C'est autre chose que de partir d'une théorie de l'accord cohérent. Je sais bien qu’il y a des théories adéquates, mais je crains toujours qu'on se réfère à une théorie « toute prête », structurée et logique, sans être capable d'extraire ce savoir de l'expérience même, faute d'avoir su l'observer suffisamment.
Dans notre laboratoire, nous faisons ce genre d’expérience avec des enseignants. Ils construisent des objets et des machines avec des « Légos », en employant le langage informatique. Ces adultes apprennent, s'observent les uns les autres en train d'apprendre, s'interrogent sur leurs propres chemins de compréhension et à travers cela, ils commencent à s’intéresser à la manière dont les enfants pensent. Au bout d'un certain temps, ils découvrent chez les enfants des capacités qu’ils n’avaient pas remarquées auparavant.

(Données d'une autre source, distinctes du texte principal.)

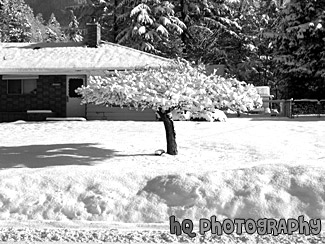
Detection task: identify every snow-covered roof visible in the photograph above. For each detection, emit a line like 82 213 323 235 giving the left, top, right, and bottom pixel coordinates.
0 42 173 75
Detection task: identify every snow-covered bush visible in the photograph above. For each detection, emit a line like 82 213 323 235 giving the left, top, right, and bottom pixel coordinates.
172 110 191 121
159 109 227 122
191 109 227 122
77 60 262 154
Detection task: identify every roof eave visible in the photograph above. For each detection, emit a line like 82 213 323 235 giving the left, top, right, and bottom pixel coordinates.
0 65 172 75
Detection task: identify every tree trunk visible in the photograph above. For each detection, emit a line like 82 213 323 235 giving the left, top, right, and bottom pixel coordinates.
159 111 178 155
113 0 118 43
179 0 189 53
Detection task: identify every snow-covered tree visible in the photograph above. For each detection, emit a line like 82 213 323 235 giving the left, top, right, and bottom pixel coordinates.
72 0 186 55
273 0 325 98
116 0 186 54
77 61 262 155
66 10 84 42
0 0 33 42
178 0 243 64
45 13 67 42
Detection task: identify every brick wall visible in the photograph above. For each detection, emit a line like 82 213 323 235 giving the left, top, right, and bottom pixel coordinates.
0 75 67 122
86 22 101 48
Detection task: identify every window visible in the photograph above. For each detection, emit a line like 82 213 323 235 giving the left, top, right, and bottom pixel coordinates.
7 79 37 95
68 78 83 98
7 79 22 94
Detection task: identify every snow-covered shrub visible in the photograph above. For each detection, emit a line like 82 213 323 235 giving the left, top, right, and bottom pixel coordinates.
191 109 227 122
172 110 191 121
157 109 227 122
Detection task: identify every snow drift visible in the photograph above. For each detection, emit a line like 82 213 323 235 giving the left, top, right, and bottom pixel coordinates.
0 119 324 223
0 165 324 223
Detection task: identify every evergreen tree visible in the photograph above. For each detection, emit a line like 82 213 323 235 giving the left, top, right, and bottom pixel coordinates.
69 0 117 42
230 0 283 87
0 0 33 42
181 0 243 65
66 10 83 42
115 0 186 55
72 0 186 55
45 13 67 42
0 0 67 43
273 0 325 98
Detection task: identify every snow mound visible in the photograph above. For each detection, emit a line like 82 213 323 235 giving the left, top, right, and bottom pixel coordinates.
0 165 324 222
138 174 204 207
0 119 324 223
11 120 27 124
134 165 325 221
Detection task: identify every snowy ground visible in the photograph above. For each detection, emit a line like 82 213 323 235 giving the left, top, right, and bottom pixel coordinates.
0 117 325 224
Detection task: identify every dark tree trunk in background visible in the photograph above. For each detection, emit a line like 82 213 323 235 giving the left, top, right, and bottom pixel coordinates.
157 110 178 155
112 0 118 43
179 0 189 53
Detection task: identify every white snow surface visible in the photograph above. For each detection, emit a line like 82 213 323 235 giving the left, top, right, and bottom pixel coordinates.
0 118 325 223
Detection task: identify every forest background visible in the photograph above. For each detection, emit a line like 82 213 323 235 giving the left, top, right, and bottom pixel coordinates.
0 0 324 99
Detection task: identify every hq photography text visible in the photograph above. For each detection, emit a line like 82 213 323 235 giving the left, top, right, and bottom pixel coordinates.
169 215 321 237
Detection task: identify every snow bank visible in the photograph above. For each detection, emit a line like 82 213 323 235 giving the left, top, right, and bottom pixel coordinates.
0 119 324 223
0 165 324 223
134 164 325 222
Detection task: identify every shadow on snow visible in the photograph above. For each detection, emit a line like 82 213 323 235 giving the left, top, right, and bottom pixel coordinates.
0 143 116 169
0 143 159 169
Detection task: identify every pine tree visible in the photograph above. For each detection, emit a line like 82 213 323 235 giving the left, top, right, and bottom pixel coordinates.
115 0 186 55
45 12 67 42
273 0 325 98
0 0 33 42
66 10 83 42
0 0 63 42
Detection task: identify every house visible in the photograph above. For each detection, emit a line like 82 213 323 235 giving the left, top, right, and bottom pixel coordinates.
0 21 173 122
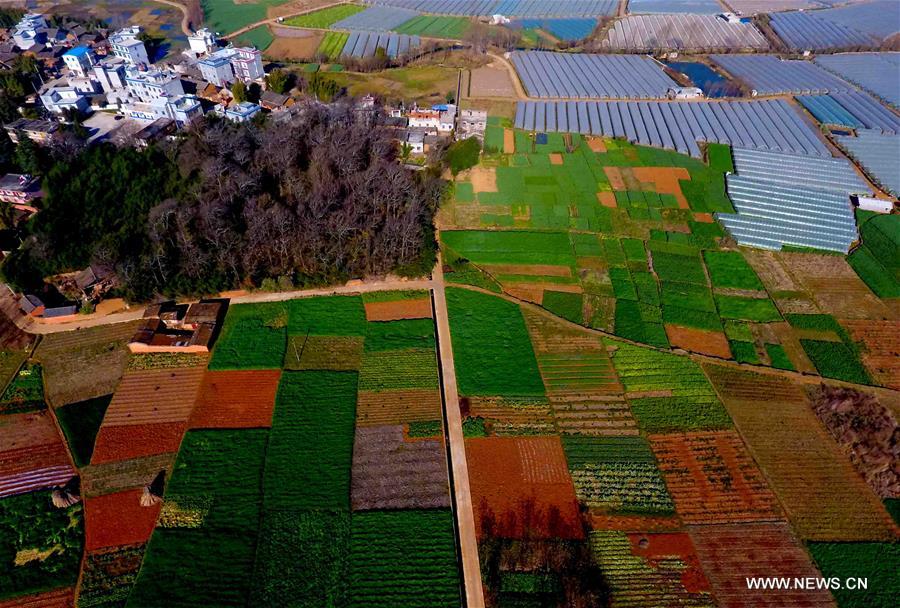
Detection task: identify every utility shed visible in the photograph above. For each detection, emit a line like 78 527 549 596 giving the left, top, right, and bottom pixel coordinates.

Par exemple, quand un enseignant réalise un programme informatique qui n’a aucun sens pour les autres enseignants, il essaie de leur expliquer ce qu’il fait. Pendant ce processus, ils peuvent ensemble s'imaginer avec un enfant de leur classe réalisant quelque chose qui semble n'avoir aucun sens. Ils expérimentent et acquièrent peu à peu la conviction qu'il y a du sens dans ce que quelqu’un d’autre essaie de réaliser. (...).
Robby et Jeffrey sont des amis qui ont tous deux ce que j’appelle de l’intégrité. Ce qui se passe en classe n'a pour eux aucun sens et ils ne sont absolument pas attentifs. Peut-être que mes enfants ou vos enfants feront de toute façon ce que les enseignants leur disent de faire parce qu'ils ont été élevés ainsi. Mais il y a des enfants qui ne participeront pas à quelque chose qui n'a pas de sens pour eux.
A mes yeux, il s’agit là d’une valeur positive. Si l’enseignant la reconnaît au lieu de considérer que ces enfants sont démotivés, paresseux ou stupides, alors il peut tenter de relever le défi de trouver ce qui fait sens à leurs yeux. (...)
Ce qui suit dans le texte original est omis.